One manufacturing technology that’s been highly touted is additive manufacturing or 3D printing. Until recently, 3D printing was largely viewed by the masses as a technology that was highly specialized and as a result very expensive. With this level of expense in mind, it’s reasonable to think that many people might have a hard time seeing how this technology was meant to play a critical role in the newest wave of manufacturing.
The kick-off for this next level of manufacturing recently went mainstream with the opening of the first 3D factory on May 5, as reported in Fast Company magazine. The facility, owned by UPS, offers 3D printing services in 100 locations in six markets across the United States. The 3D services are designed to meet the demands of small business customers. Printer abilities include making prototypes, one-of-a-kind items, complex parts and custom accessories.

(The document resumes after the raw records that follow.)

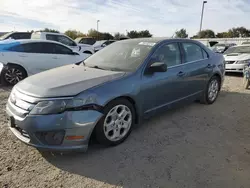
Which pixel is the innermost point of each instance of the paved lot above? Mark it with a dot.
(194, 146)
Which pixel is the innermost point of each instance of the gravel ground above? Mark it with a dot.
(194, 146)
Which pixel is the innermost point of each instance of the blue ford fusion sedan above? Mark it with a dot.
(111, 91)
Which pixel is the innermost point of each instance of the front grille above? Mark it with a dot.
(20, 104)
(230, 62)
(22, 132)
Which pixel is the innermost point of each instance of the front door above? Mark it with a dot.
(162, 89)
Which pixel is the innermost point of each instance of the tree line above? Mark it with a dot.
(101, 35)
(208, 33)
(182, 33)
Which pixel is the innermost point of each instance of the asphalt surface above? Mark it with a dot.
(193, 146)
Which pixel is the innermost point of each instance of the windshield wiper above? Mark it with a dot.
(78, 63)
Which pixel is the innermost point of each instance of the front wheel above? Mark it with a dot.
(116, 124)
(212, 90)
(12, 74)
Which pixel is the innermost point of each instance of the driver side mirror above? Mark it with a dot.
(157, 67)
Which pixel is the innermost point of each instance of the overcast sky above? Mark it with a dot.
(160, 17)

3D printing is one element of what is being called Industry 4.0 by manufacturers in Japan, Germany and the U.S. This is considered the newest touch point in the industrial timeline that previously included the adoption of steam power, electricity, automation, and now the integration of sensors in manufacturing. The use of sensors is projected to provide benefits the form of less equipment to replace and improved labor effectiveness. For example, robots will be able to quickly scan and reject poor materials and reduce time-consuming labor processes through the use of 3D technology, augmented reality, data science and analytics.

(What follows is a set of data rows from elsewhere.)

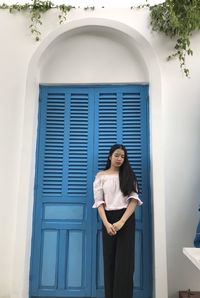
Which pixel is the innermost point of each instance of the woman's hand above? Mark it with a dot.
(118, 225)
(110, 229)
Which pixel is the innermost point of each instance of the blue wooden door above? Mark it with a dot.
(77, 126)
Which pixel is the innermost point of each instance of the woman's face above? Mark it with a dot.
(117, 158)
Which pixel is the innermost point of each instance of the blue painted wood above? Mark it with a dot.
(77, 126)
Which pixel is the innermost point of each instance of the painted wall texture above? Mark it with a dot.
(102, 46)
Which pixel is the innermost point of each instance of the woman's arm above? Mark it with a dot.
(109, 227)
(129, 211)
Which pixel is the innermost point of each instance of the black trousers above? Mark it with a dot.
(118, 253)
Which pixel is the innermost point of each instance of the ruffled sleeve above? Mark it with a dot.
(98, 192)
(135, 196)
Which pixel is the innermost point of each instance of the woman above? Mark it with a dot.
(116, 197)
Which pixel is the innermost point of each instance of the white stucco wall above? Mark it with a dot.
(129, 53)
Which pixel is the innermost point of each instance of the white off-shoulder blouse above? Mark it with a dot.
(107, 191)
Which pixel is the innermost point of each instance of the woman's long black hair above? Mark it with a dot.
(127, 178)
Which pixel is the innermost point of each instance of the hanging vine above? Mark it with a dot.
(178, 20)
(174, 18)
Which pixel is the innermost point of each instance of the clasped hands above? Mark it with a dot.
(112, 229)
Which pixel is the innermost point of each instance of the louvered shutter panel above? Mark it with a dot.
(77, 126)
(121, 117)
(63, 245)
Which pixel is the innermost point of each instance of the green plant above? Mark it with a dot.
(177, 19)
(36, 8)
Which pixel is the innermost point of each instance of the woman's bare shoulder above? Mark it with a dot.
(101, 173)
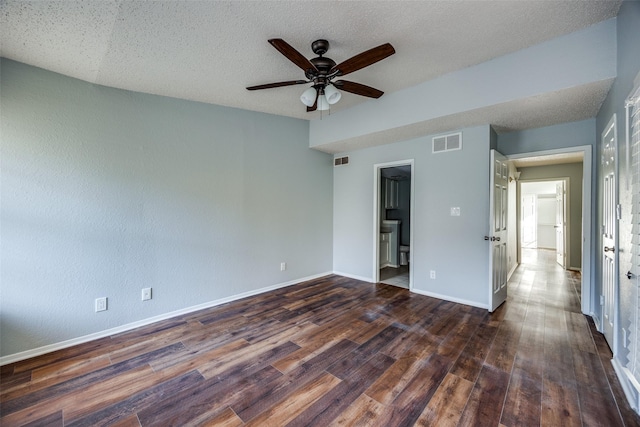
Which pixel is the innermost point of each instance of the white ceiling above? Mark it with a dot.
(209, 51)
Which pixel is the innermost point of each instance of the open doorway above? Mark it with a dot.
(545, 217)
(555, 165)
(393, 210)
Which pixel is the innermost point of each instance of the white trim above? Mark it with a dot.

Additional 3D Printing Uses
- Architectural models
- Engineering parts
- Functional prototypes
- Acting props
- Fixtures for cameras
Welcome to the Fourth Industrial Revolution
It goes without saying that putting the elements of Industry 4.0 into practice will require the ability to customize a part or solution that’s unique to the needs of each customer. At Cleveland Deburring Machine Company we believe in the power of teamwork between our customers and the companies with which we’ve created critical application alliances over the years. At CDMC, each job begins by connecting on a technical level to determine which kind of deburring is best for the customer based on the part(s) that need deburring. From there it’s easy to tell if the solution is a standard machine or if a custom model is necessary.